Dorotea era cristiana, amaba y servía al verdadero Dios y le honraba con el ayuno y la oración Era muy atractiva, mansa, humilde, pero sobre todo, prudente y sabia.

Quienes la conocían, se maravillaban de sus dones y glorificaban a Dios por su sierva.

Por su amor perfecto a Cristo alcanzó la corona de la virginidad inmaculada y la palma del martirio.

La fama de la santidad de Dorotea llegó a oídos del perseguidor de los cristianos Saprizio, el Prefecto, quien mandó a apresarla para interrogarla.

Cuando se instaló el tribunal, trajeron a Dorotea quien, después de haber elevado su oración ante Dios, se mantuvo firme delante del Prefecto.

¿Cómo te llamas?” , le preguntó. – “Mi nombre es Dorotea”, respondió la joven. Saprizio dijo: “He mandado traerte para que ofrezcas sacrificios a los dioses inmortales, según la ley de nuestros augustos príncipes”.

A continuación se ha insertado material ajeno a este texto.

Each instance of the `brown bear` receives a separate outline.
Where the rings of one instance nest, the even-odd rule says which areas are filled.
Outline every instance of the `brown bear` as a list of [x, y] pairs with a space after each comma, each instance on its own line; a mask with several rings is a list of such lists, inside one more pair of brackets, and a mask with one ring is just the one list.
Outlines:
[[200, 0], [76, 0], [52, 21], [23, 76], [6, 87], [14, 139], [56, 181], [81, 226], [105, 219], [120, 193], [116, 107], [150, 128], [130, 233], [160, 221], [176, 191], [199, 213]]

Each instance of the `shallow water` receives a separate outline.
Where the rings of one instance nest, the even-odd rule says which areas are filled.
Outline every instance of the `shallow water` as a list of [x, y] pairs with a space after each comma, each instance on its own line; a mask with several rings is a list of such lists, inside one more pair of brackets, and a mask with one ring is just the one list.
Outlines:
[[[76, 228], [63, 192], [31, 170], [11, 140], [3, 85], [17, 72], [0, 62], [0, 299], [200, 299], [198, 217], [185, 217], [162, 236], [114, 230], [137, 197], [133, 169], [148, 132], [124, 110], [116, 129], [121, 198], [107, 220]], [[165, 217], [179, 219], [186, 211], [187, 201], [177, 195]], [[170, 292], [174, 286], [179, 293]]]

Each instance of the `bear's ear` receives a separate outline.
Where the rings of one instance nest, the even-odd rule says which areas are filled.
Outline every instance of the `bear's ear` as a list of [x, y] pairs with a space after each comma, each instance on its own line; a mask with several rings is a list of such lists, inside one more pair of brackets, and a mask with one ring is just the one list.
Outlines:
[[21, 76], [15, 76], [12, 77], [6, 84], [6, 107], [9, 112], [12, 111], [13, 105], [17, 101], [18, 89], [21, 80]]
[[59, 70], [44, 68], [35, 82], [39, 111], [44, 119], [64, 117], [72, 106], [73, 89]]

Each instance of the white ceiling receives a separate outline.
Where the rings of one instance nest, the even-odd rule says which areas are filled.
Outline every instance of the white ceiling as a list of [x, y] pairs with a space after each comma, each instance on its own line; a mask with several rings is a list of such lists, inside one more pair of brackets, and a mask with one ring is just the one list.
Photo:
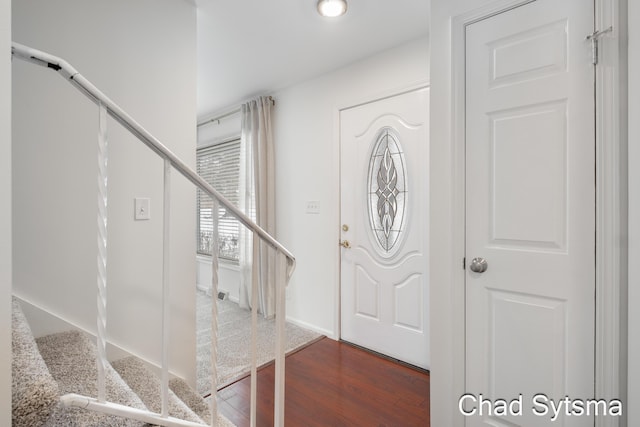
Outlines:
[[429, 0], [197, 0], [198, 116], [283, 89], [428, 33]]

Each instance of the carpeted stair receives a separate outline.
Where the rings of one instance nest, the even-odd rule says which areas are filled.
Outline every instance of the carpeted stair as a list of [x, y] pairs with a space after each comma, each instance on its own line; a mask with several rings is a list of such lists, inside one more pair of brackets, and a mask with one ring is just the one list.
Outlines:
[[[97, 350], [93, 338], [68, 331], [34, 339], [13, 302], [13, 427], [146, 427], [139, 421], [81, 408], [66, 408], [59, 397], [67, 393], [97, 396]], [[160, 412], [160, 380], [135, 357], [107, 367], [107, 400], [133, 408]], [[206, 402], [179, 378], [170, 381], [169, 415], [210, 424]], [[233, 426], [218, 417], [218, 426]]]
[[[153, 412], [162, 410], [160, 399], [160, 379], [147, 368], [146, 364], [135, 357], [127, 357], [112, 363], [113, 368], [122, 379], [142, 399], [142, 402]], [[169, 390], [169, 415], [195, 423], [205, 424], [191, 408], [189, 408], [176, 394]]]
[[42, 360], [18, 301], [12, 309], [12, 425], [41, 426], [58, 402], [58, 383]]
[[[51, 375], [58, 383], [61, 395], [77, 393], [97, 397], [96, 347], [88, 336], [77, 331], [61, 332], [37, 338], [36, 343]], [[146, 409], [142, 400], [127, 387], [113, 368], [108, 366], [105, 382], [108, 401]], [[58, 404], [45, 424], [47, 427], [98, 425], [138, 427], [144, 423], [81, 408], [65, 408]]]

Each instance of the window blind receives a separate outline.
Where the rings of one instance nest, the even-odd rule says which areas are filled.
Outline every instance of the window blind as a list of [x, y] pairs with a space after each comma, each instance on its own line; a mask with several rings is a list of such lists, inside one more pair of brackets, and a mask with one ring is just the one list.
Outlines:
[[[197, 172], [227, 200], [238, 206], [240, 184], [240, 139], [199, 148]], [[198, 189], [198, 253], [211, 255], [213, 242], [213, 200]], [[218, 215], [219, 257], [238, 262], [240, 223], [220, 206]]]

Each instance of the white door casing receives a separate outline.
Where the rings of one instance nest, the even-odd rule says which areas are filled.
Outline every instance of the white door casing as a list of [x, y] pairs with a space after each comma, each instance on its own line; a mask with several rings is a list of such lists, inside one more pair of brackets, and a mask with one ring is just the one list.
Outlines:
[[466, 27], [465, 391], [525, 406], [469, 426], [551, 425], [534, 395], [593, 397], [593, 13], [538, 0]]
[[340, 110], [341, 338], [422, 368], [428, 103], [421, 88]]

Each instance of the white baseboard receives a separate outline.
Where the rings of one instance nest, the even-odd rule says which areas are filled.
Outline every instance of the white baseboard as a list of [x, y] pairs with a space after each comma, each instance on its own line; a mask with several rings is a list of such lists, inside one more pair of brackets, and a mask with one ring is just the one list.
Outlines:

Respondió Dorotea: “El Dios que está en el cielo es la augusta Majestad, sólo a Él sirvo: Adorarás al Señor, tu Dios y a él sólo servirás.

Los dioses que no crearon el cielo y la tierra, perecerán de la tierra.

Pues bien, a qué emperador debemos obedecer, al terrenal o al celestial, a Dios o a un hombre.

Los emperadores son hombres mortales como lo fueron también estos dioses, de los cuales adoráis sus imágenes”.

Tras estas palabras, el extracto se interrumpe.